Taliban fighters float in swan pedalos as Afghanis protest a ban on girls attending schools

Armed Taliban fighters were photographed riding in swan pedalos on a lake in a national park in Afghanistan as protests erupt around the country over the ruling regime’s ban on girls attending school.

Online posts containing the pictures say they were taken in the Bamyan Province, which is located west of the capital of Kabul. Published accounts say the fighters were riding the pedalos in Band-e Amir National Park, which used to be a destination for international travelers. The pictures were reportedly taken on Saturday.

“The park contains a series of six deep blue lakes situated in the Hindu Kush mountains, roughly 45 miles from Bamiyan – formerly the home of the Buddhas of Bamiyan, which the Taliban destroyed in 2001,” the Daily Mail reported.

The odd scene at the park comes as the Taliban face rising unrest after establishing a ministry for the “propagation of virtue of the prevention of vice” in a building where the Women’s Affairs Ministry used to be in Kabul.

Taliban officials have reportedly told most female staffers who worked for the government to stay home, the only exceptions being for women who cannot be replaced by a male worker.

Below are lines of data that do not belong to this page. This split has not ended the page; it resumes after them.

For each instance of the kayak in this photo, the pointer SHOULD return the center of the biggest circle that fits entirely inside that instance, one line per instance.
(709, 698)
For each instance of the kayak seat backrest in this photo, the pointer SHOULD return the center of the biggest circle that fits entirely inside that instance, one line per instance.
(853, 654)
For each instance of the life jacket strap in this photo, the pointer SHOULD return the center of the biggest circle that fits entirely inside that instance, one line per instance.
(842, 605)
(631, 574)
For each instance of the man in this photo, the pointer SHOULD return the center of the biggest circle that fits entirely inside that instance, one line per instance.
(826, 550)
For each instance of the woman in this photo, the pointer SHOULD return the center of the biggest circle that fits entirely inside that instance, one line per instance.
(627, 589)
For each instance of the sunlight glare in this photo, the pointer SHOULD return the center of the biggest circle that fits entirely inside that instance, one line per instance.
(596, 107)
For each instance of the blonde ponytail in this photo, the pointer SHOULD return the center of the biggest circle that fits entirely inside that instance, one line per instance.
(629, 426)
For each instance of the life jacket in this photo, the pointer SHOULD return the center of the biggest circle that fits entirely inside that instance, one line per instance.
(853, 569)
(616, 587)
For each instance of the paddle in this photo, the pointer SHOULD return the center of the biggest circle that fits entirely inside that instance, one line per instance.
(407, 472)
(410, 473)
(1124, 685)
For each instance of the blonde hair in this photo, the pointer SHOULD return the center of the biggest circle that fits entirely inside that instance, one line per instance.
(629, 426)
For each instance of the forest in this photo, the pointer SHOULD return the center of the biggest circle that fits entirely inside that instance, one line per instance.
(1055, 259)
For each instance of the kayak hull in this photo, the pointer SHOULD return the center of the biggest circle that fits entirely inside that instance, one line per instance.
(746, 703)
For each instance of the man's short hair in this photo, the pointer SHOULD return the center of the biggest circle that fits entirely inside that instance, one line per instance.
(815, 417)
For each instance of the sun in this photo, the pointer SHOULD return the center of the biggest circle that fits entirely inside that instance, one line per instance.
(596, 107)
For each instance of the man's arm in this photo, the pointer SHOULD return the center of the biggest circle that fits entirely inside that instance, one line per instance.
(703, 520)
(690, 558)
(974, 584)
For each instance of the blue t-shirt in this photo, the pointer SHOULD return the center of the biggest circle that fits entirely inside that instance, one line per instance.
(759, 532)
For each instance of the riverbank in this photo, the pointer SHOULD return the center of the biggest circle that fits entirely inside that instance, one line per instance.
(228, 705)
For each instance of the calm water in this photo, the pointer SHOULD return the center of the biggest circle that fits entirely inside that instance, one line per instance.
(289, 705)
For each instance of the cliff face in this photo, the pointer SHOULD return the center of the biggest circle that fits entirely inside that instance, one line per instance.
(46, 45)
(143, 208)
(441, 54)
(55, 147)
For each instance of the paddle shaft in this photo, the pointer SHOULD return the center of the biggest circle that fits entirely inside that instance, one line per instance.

The new restrictions are being put in place despite previous pledges by the Taliban of inclusivity as the new regime begins adopting and implementing strict gender-based policies that the militant group had in place before the U.S. invasion in 2001 knocked them out of power.

In another sign of a return to the old ways, for instance, Taliban officials have barred girls from going back to secondary school while ordering boys and male-only teachers to resume class, another breach of a previous promise to implement a less harsh government than what was in place during the 1990s.

“All male teachers and students should attend their educational institutions,” said a statement from the country’s education ministry on Friday. It did not include any instructions for female students and teachers.

The restrictions, however, are being met with some resistance, the Daily Mail noted. Afghan women have begun to protest the return to a restrictive society, and some males are joining them in a show of solidarity. The outlet said that one Afghan boy was seen holding a sign that said, “We don’t go to school without our sisters.”

One BBC correspondent, Ali Hamedani, posted an audio report featuring an Afghan girl from Mazar-a-Sharif who complained about the new restrictions.

“Everyday I wake up and ask myself why I am alive? Should I stay at home and wait for someone to knock the door and ask me to marry him? Is this the purpose of being a woman?” she said.

No country in the world bans girls’ education. Except in #Afghanistan. Taliban have de facto banned girls’ education, a key feature of their repressive, brutal rule of the 1990s. Twenty years of progress in female education is vanishing in just weeks,” noted Radio Free Europe correspondent Frud Bezhan.

“Schools reopened across Afghanistan today, for all boys. Teenage girls now being denied an education. This young girl asks ‘why shouldn’t we go to school?’ Life under Taliban rule seems to be reverting back to the 90s,” BBC correspondent Yalda Hakim posted, along with a photo of a young girl holding a sign.